Straight to Shapes: Real-time Detection of Encoded Shapes
This work addresses the limitation of bounding boxes in providing instance-specific shape information, which is incremental by integrating shape reasoning into detection pipelines.
The paper tackles the problem of object detection by directly regressing to objects' shapes in addition to bounding boxes and categories, achieving real-time performance at ~35 FPS on a high-end desktop.
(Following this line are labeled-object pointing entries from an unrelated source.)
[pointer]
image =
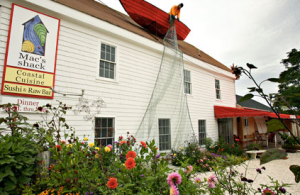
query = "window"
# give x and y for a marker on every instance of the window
(164, 134)
(104, 131)
(225, 128)
(218, 91)
(246, 122)
(107, 62)
(202, 131)
(187, 81)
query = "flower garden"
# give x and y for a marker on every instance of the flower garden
(125, 167)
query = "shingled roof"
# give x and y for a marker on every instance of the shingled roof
(116, 18)
(252, 104)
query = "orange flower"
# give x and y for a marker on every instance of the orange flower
(131, 154)
(143, 144)
(112, 183)
(130, 163)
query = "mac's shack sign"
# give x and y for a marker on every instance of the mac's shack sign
(30, 60)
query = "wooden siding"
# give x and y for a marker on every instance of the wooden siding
(137, 68)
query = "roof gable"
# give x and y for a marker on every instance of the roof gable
(252, 104)
(116, 18)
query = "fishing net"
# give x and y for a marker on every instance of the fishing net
(167, 119)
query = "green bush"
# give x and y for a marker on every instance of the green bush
(18, 152)
(18, 162)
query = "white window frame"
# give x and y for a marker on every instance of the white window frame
(246, 122)
(166, 134)
(116, 63)
(201, 132)
(218, 89)
(186, 82)
(96, 138)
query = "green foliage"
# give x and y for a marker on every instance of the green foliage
(289, 142)
(17, 165)
(272, 154)
(18, 152)
(289, 86)
(221, 147)
(254, 147)
(246, 97)
(274, 125)
(192, 154)
(208, 142)
(296, 170)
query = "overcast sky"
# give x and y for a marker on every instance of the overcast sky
(259, 32)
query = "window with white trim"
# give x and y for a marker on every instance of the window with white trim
(246, 122)
(107, 65)
(202, 131)
(164, 134)
(187, 82)
(218, 90)
(104, 131)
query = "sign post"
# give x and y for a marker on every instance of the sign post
(31, 53)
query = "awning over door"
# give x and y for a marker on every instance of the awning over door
(230, 112)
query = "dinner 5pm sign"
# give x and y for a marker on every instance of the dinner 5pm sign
(31, 52)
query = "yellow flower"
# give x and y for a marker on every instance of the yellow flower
(107, 149)
(91, 144)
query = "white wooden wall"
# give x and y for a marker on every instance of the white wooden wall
(138, 63)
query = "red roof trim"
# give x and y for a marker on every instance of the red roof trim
(231, 112)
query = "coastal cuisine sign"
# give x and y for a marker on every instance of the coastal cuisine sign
(31, 51)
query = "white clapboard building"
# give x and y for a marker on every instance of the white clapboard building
(89, 46)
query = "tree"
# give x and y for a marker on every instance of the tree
(289, 86)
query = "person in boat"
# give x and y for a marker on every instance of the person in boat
(175, 11)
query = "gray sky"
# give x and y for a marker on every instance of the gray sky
(259, 32)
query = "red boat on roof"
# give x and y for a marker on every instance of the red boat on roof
(152, 18)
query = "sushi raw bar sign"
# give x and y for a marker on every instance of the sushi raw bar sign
(31, 51)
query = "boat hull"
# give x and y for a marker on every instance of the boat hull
(152, 18)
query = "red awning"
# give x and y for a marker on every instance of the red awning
(230, 112)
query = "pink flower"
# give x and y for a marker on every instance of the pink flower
(174, 178)
(174, 190)
(198, 181)
(268, 192)
(212, 180)
(189, 169)
(110, 146)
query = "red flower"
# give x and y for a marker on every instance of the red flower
(58, 147)
(131, 154)
(112, 183)
(130, 163)
(143, 144)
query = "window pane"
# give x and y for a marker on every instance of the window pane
(107, 52)
(104, 131)
(113, 51)
(113, 58)
(112, 71)
(103, 51)
(106, 73)
(164, 134)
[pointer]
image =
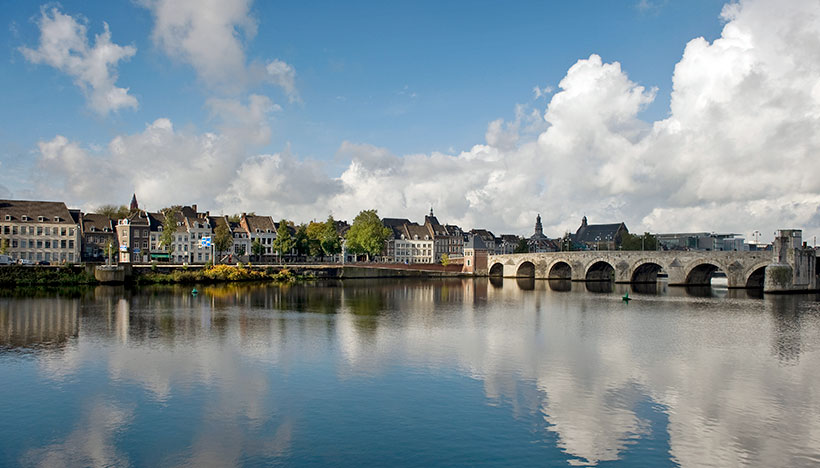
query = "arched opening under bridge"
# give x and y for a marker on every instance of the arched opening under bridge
(600, 271)
(755, 280)
(526, 270)
(561, 270)
(646, 273)
(704, 274)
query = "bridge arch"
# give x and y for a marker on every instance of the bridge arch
(701, 273)
(560, 270)
(600, 270)
(526, 270)
(645, 272)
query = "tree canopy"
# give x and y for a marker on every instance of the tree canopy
(367, 234)
(283, 242)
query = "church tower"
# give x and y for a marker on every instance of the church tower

Current object detection approaches predict bounding boxes, but these provide little instance-specific information beyond location, scale and aspect ratio. In this work, we propose to directly regress to objects' shapes in addition to their bounding boxes and categories. It is crucial to find an appropriate shape representation that is compact and decodable, and in which objects can be compared for higher-order concepts such as view similarity, pose variation and occlusion. To achieve this, we use a denoising convolutional auto-encoder to establish an embedding space, and place the decoder after a fast end-to-end network trained to regress directly to the encoded shape vectors. This yields what to the best of our knowledge is the first real-time shape prediction network, running at ~35 FPS on a high-end desktop. With higher-order shape reasoning well-integrated into the network pipeline, the network shows the useful practical quality of generalising to unseen categories similar to the ones in the training set, something that most existing approaches fail to handle.